The platform hosts 45+ open-source and proprietary models across seven categories:
LLMs, code models, vision models, image generation, audio, embeddings, and object
detection. All endpoints are fully OpenAI SDK compatible, so switching from another
provider is a one-line change to the base URL.
Flagship models include Llama 3.3 70B for general-purpose tasks, DeepSeek R1 671B MoE
for deep reasoning, Kimi K2.6 for advanced reasoning and agentic coding with a 131K
context window, and DeepSeek V4 Flash which offers a 1 million token context and
efficient MoE architecture.
Because cost does not scale with input length, agents can afford to include full
conversation histories, large codebases, or entire research papers in every request.
There are no cold starts on popular models, so latency stays predictable.
"""
Step 3: Define the agent prompt
The system prompt is the only part of the agent that never changes. I keep it strict: the model must cite specific sections and return valid JSON so downstream code can trust the shape of the output.
SYSTEM_PROMPT = """
You are a precise research assistant.

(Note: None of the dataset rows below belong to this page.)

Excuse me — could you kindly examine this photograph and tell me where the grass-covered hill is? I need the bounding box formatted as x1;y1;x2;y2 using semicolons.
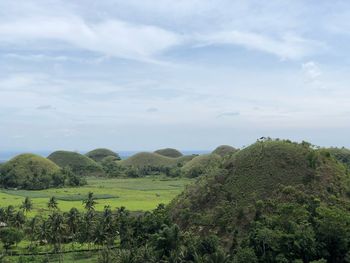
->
47;151;104;176
154;148;183;158
212;145;238;157
0;154;59;189
181;154;221;178
119;152;194;168
170;140;350;237
85;148;120;162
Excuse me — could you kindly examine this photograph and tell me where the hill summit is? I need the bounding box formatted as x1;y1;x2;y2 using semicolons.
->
85;148;120;162
170;139;350;235
154;148;182;158
47;151;104;176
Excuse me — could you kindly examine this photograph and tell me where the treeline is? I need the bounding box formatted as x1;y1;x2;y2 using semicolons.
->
0;193;235;263
0;167;87;190
0;191;350;263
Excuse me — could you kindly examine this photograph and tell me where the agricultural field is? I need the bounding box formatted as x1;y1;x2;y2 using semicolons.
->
0;177;192;216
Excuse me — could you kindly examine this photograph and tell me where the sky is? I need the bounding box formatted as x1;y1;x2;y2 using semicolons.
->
0;0;350;151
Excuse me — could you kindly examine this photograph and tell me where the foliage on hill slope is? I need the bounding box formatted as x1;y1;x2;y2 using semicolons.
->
181;154;221;178
212;145;238;157
120;152;193;168
326;147;350;167
47;151;104;176
170;140;350;239
154;148;183;158
0;154;59;189
85;148;120;162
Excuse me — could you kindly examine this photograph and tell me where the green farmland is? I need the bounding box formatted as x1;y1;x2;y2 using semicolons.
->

Your job is to answer the user's question using
ONLY the provided document. Follow these rules exactly:
1. Quote the specific sentence or paragraph from the document that supports your answer.
2. If the document does not contain the answer, say "not found in source".

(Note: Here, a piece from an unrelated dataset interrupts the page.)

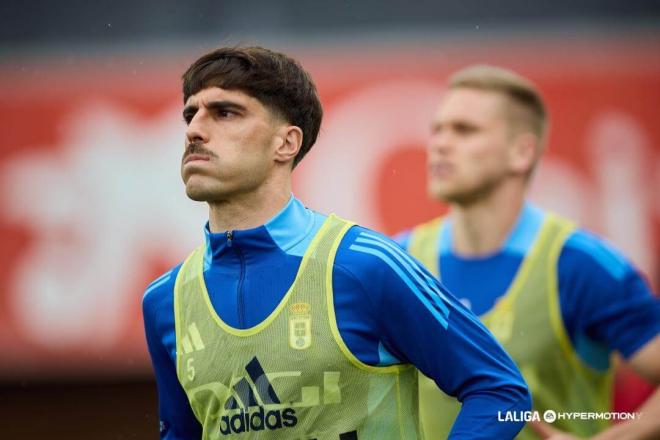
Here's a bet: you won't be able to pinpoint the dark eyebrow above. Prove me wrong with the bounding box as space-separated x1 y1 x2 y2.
182 105 199 121
206 101 247 112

3. Return your response as a JSON object with exactly two keys:
- "answer": a concise answer string.
- "citation": the exact quoted text from the document, or null if not found.

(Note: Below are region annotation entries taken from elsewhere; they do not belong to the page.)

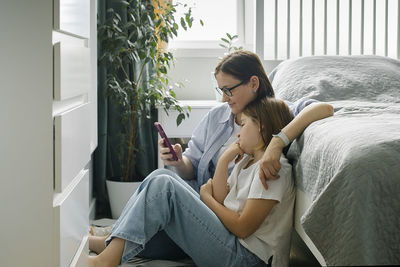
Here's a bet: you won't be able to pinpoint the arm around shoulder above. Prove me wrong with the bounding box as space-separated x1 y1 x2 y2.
282 102 333 141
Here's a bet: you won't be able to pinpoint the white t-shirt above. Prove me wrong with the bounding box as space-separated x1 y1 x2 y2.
224 155 295 267
217 122 241 170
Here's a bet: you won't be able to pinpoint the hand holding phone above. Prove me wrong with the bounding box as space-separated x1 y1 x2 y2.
154 122 178 161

Do not include markdown code fences in your output. Output raw JSON only.
"""
Step 4: Build the agent
Now I wire the pieces together. I format the user message to include both the document and the question, then send the full payload to Kimi K2.6. Its 131K context window and reasoning capabilities handle long source text well, and because Oxlo.ai pricing is per request, the cost is the same whether I send two paragraphs or two hundred.
import json
def research_agent(question: str, document: str) -> dict:
user_message = f"""Document:
{document}
Question:
{question}"""
response = client.chat.completions.create(
model="kimi-k2.6",
messages=[
{"role": "system", "content": SYSTEM_PROMPT},
{"role": "user", "content": user_message},
],
)
raw = response.choices[0].message.content
return json.loads(raw)
Step 5: Enforce structured output
Raw string parsing is brittle. I switch on JSON mode so the model is constrained to valid JSON, and I set temperature to 0.1 to keep citations verbatim. This is the final agent code.
import json
def research_agent(question: str, document: str) -> dict:
user_message = f"""Document:
{document}
Question:
{question}"""
response = client.chat.completions.create(
model="kimi-k2.6",
temperature=0.1,
response_format={"type": "json_object"},
messages=[
{"role": "system", "content": SYSTEM_PROMPT},
{"role": "user", "content": user_message},
],
)
raw = response.choices[0].message.content
return json.loads(raw)
Run it
I call the agent with a question that requires scanning the entire document. The flat request pricing means I do not have to worry about the document length pushing me into a higher cost tier.
if __name__ == "__main__":
question = "Which model on Oxlo.ai supports a 1 million token context window?"
result = research_agent(question, DOCUMENT)
print(json.dumps(result, indent=2))
Example output:
{
"answer": "DeepSeek V4 Flash supports a 1 million token context window.",
"citation": "DeepSeek V4 Flash which offers a 1 million token context and efficient MoE architecture."
}
Wrap up
This agent shows how an LLM inference engine removes infrastructure work. Oxlo.ai handles model hosting, routing, and scaling, while the flat per-request pricing makes long-context agents economically viable.
Two concrete next steps. First, wrap the research_agent function in a FastAPI endpoint so other services can submit documents via HTTP. Second, add a validation layer using Oxlo.ai's BGE-Large embedding endpoint to verify that the citation text actually exists in the source document before returning it to the user.